Now it was time to see the “other” Patagonia and so we headed across the Andes, (catching sight of Austral Parakeets and Chilean Pigeons at our stop for Mapuche fry bread) to the Chilean coast at Maicolpue, a small and appealing town on a bay surrounded by hills. Our first sightings right in town were the Green-backed Firecrown and busily feeding on the hotel’s grass, Patagonian Sierra-finches and Black-chinned Siskins with the noisy Dark-bellied Cinclodes always nearby. We headed out to look for other coastal birds and found a grand slam of cormorants which included Neotropic, Magellanic, Imperial and Red-legged. And who wouldn’t be excited to see Humboldt and Magellanic Penguins? As matter of fact we were able to approach the latter on foot after a short boat ride to a nearby nesting island where we watched them watching us! After only two nights we were headed back east (stopping to see Slender-billed Parakeets on the way) with two nights in Puyehue National Park on the side of a volcano. In 2011 one of the volcanoes in the area erupted spewing ash over hundreds of kilometers but here in the mountains the amount of ash was most amazing. At the time of the eruption it had to be plowed like snow and remains in large mounds beside the roads. One of the benefits of all this volcanic activity in the abundance of thermal hot springs one of which we enjoyed at our lodging. Driving part way and climbing part way we reached the top of Casa Blanca Volcano, seeing the beautiful Bridled Finch along the way. The view of the chain of volcanoes was stunning to say the least. On the hotel grounds and nearby woods we could see Chuchao Tapaculo and the tiny Magellanic Tapaculo and listen to the noisy and varied calls of the Austral Blackbird. Also of note were Ochre-flanked Tapaculo, Huet-Huet and White-throated Treerunner.

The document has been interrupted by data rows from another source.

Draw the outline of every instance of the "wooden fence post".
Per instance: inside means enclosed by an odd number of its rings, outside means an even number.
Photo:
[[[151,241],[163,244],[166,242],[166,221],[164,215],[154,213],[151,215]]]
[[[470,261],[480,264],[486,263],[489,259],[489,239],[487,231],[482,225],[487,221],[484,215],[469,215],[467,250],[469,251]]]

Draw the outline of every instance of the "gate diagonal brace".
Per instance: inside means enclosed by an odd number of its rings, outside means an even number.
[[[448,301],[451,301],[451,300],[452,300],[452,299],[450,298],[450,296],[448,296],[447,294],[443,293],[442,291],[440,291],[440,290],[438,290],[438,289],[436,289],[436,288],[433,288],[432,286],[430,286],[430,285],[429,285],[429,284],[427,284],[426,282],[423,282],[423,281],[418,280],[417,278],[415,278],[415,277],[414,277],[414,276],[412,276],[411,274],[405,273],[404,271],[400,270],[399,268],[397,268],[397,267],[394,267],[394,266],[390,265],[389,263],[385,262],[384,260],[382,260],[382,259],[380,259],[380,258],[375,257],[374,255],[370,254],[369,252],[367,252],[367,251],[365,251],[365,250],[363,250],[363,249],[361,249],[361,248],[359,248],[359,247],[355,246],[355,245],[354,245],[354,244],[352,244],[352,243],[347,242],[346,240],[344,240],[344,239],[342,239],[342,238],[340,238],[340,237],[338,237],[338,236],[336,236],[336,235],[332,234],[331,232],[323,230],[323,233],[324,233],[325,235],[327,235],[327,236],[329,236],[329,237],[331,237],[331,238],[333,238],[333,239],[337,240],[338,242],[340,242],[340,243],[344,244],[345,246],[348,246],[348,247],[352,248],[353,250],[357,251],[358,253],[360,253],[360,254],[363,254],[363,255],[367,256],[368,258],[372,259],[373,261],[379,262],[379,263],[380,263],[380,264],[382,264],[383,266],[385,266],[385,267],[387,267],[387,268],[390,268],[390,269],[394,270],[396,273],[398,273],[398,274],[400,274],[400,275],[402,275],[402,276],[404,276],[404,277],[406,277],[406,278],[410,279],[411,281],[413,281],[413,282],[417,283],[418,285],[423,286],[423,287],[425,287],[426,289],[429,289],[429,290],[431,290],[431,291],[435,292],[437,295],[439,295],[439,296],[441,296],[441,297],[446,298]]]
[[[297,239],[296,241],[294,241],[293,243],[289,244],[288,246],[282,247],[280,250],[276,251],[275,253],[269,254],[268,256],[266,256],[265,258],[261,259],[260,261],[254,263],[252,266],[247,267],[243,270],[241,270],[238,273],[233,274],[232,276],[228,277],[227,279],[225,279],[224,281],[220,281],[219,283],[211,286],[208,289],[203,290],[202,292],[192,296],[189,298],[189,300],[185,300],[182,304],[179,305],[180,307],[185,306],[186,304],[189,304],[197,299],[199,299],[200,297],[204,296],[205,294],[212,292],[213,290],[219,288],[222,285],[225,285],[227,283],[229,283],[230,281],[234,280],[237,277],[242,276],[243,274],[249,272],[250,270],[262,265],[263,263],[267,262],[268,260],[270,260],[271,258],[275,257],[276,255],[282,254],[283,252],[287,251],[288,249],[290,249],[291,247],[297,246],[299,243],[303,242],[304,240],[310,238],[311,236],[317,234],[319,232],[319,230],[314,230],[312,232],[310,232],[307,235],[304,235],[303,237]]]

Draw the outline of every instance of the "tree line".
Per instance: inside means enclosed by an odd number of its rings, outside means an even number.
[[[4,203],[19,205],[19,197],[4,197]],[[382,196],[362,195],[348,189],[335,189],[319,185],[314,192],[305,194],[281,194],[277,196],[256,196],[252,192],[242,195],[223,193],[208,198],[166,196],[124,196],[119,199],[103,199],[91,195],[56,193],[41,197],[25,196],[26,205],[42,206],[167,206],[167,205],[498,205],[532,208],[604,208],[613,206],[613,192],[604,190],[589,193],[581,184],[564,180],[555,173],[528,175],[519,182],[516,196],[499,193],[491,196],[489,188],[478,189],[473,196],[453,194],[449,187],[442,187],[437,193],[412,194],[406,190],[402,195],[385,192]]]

Back across the border we ended the birding part of our trip in attractive and vibrant Bariloche, the largest town in Patagonia, before flying to Buenos Aires and home. While there, after a concerted effort, we finally found the Flying Steamer Duck and Wren-like Rushbird. Better looks at the Tufted Tit-Tyrant and Slender-billed Parakeets were unexpected bonuses. We ended up with over 350 species for the trip.

Many thanks to our excellent guide in the North, Diego, who found many birds hidden in the forest and drove like a madman to get us to the Iguazu airport; to Augusto who made our outings in San Martin so much fun; and to Eugenia whose driving and companionship on the trip to Chile were especially appreciated. The biggest thanks go to Horacio Matarasso whose knowledge, expertise, organizational skills, and calmness during unexpected bumps made the trip one of the best birding excursions we’ve ever had.